Expositor's Bible Commentary Commentary
"for that they exchanged the truth of God for a lie, and worshipped and served the creature rather than the Creator, who is blessed for ever. Amen." — Romans 1:25 (ASV)
The opening word “therefore” carries the reader all the way back to the mention of the revelation of God’s wrath, taking in also what lies between. The false worship just pictured is God’s judgment for abandoning the true worship. Human religion in its various cultic forms is a species of punishment for spurning the revelation God has given of himself in nature. In many cases it is a means of keeping people so occupied that they never arrive at a confrontation with the true God.
“God gave them over” becomes a refrain (vv.24, 26, 28). The same expression is used of God’s judgment on Israel for idolatry (Acts 7:42). In our passage the reference is principally to Gentiles. We are not told how this giving over was implemented, but most likely we are to think of it in negative terms— i.e., that God simply took his hands off and let willful rejection of himself produce its ugly results in human life.
At this point a problem surfaces. How is it that we have a reference to sexual immorality in v.24 and again in vv.26–27? Is this a case of repetition? No, the immorality lies in different areas. The earlier reference is to cultic prostitution, the latter to immoral relations in ordinary life. Paul was no stranger to the matter he discusses here. Writing from Corinth, where the temple of Aphrodite was fabled to have once housed hundreds of cult prostitutes, he must have been keenly aware of how this scourge affected the moral life of that city so adversely. How true is the observation that “their foolish hearts were darkened.” “They exchanged the truth of God for a lie” (lit. “the lie”). This is the lie above all others—the contention that something or someone is to be venerated in place of the true God. According to Paul elsewhere, history will repeat itself in that when the man of lawlessness is revealed and demands to be worshiped, people will follow him and reap ruin because they have refused the truth and have believed the lie (2 Thessalonians 2:3–12). There, too, God gives them over to strong delusion (v.11).
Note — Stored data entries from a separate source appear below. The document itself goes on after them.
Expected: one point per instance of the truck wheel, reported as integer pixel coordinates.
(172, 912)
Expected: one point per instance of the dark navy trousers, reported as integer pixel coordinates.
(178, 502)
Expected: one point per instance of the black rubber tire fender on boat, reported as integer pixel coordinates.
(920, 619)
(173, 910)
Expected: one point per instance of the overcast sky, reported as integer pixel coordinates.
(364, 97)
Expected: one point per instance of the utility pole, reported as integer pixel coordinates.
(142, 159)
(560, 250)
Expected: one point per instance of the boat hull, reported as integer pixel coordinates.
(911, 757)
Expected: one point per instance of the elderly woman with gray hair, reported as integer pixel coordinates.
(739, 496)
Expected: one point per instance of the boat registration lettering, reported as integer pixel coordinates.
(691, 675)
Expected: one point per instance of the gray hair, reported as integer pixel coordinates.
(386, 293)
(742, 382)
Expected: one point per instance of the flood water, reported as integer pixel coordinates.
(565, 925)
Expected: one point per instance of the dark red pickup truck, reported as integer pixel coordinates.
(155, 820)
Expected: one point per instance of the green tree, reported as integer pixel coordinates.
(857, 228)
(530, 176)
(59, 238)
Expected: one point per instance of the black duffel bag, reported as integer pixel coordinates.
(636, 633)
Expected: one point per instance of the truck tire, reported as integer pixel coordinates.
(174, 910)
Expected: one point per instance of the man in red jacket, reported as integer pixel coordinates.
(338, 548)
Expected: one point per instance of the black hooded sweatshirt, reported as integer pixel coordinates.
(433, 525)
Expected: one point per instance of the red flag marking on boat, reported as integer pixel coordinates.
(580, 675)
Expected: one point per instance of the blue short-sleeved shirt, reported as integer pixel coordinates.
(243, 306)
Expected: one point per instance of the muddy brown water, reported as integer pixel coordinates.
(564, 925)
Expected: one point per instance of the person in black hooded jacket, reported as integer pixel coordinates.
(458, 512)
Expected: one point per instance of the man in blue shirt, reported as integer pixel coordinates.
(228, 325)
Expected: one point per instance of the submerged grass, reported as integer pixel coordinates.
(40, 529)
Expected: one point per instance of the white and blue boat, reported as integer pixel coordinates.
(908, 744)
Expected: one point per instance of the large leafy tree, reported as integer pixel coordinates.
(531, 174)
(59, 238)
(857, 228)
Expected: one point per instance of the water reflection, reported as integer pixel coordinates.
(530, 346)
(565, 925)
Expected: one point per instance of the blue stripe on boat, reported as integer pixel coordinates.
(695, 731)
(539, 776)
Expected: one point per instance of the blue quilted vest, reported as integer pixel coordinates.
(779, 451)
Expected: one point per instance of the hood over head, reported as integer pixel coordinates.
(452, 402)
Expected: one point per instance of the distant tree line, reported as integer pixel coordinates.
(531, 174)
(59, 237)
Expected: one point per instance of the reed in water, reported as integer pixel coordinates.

Paul’s indictment here is that by a wretched exchange human beings came to worship and serve “created things rather than the Creator.” They have wholly rid themselves of God by substituting other objects in his place. This should be sufficient to banish the notion that the practice of idolatry is simply using a manmade image in order to worship God (cf. Hosea 14:3). Contemplating this abysmal betrayal, the apostle cannot resist an outburst to counteract it. The Creator “is forever praised.” God’s glory remains, even though unacknowledged by many of his creatures.